The emergence of 3D scanning technologies has provided a new opportunity to explore the shape characteristics of objects in automotive, aerospace, medical and manufacturing fields. Today we have the technology that can scan anything from large surfaces of the earth to large molecules. Like most vision technologies have done in the past, the impact of 3D scanning on business, industry and society can be profound. 3D scanning is actually a part of a larger group of range mapping technologies. The ability to effectively map the shape of various objects will improve the quality and the performance of the scanned products and reduce the product returns. Various industries are being benefitted from the 3D scanning.
Prototyping is a critical step in manufacturing, and accurate prototypes are required to prove out concept designs. 3D scanners are the solution for this because they are particularly effective at capturing the complex shapes of physical prototypes. A 3D scanner captures millions of data points and represents the true geometry of the component.
A 3D scanner is a device that analyses a real-world object or environment to collect data on its shape and possibly its appearances. The collected data can then be used to construct digital three dimension models. With continuous advancements in optical inspection technology yielding 3D scanners that are today capable of stunning speed and accuracy, a growing number of companies are including this technology in their first article inspection (FAI) procedures. Some of the better known applications of 3D scanning are within dentistry, ear mold making for hearing aids, diamond industry, movie and gaming production and heritage and materials production. Automotive industry holds the largest share of the 3D scanner market. Automated 3D scanners offer a fast, accurate, and non-invasive way to scan even the most complex flexible shapes.
In recent times, the 3D lasers scanners are being adopted in markets where they have not been used widely like in the insurance industry. Also seeking improved efficiencies, traditional sectors continue to use 3D scanners in rising numbers. Automotive, aerospace and medical device manufacturers, all are improving production speed and quality performance with 3D quality inspection using 3D laser scanning systems.
There has never been a better time than right now to investigate how 3D laser scanning for quality inspection can help you meet your operational goals. The 3D scanners are designed to function in noisy, dusty manufacturing environments and in ambient lighting. 3D scanning is a very helpful tool in the quality control stage of any kind of manufacturing. This is especially true when you are dealing with large products, such as ships or planes.
Additive manufacturing is the future. At the moment, it is only small parts that are being made in this way, but in the future, it will be large parts too. Eventually, 3D scanners and 3D printers are likely to become one solution. 3D scanning as an industry is expected to grow at a high rate in future. Factors driving this growth include the rapid pace of development in 3D scanner technology and the growing adoption of scanners for quality assurance and control in manufacturing.
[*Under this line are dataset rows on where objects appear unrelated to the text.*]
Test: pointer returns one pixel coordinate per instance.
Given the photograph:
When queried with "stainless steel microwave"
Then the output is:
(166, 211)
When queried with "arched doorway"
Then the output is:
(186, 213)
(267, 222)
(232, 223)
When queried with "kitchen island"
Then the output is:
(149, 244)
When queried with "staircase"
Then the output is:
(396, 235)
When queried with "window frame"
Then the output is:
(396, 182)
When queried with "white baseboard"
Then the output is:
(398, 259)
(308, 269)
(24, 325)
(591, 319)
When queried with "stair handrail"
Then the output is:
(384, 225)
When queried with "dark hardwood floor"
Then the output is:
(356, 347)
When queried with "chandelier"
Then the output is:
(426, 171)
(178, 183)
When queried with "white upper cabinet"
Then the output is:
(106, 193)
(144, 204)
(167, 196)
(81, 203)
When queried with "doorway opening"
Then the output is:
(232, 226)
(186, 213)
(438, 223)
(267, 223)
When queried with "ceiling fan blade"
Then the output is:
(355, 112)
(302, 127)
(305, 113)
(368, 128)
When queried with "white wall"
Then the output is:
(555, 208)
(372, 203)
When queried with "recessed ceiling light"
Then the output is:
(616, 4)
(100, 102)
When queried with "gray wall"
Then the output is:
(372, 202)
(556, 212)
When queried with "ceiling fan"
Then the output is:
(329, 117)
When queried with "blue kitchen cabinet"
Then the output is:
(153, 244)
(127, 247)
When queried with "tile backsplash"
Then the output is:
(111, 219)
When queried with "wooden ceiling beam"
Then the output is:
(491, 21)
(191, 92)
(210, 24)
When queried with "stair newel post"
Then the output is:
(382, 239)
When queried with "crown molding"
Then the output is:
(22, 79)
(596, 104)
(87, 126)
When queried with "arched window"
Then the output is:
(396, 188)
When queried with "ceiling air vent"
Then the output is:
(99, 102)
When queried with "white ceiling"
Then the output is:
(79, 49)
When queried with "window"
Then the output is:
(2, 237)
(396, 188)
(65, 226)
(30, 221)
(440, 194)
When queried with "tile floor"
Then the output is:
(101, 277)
3D scanning is used by a diverse array of industries including historical preservation, special effects for movies and video games, healthcare, art and design, and more. One particularly interesting area that is developing is virtual and augmented reality. This could be for entertainment, for businesses that want to create virtual show rooms and even training applications. NASA is one of the early adopters of this strategy, with the creation of their Hybrid Reality Lab. This lab combines consumer virtual reality technology and tracked 3D objects to create an immersive experience. This training method is expected to continue to grow in terms of popularity and adoption in future.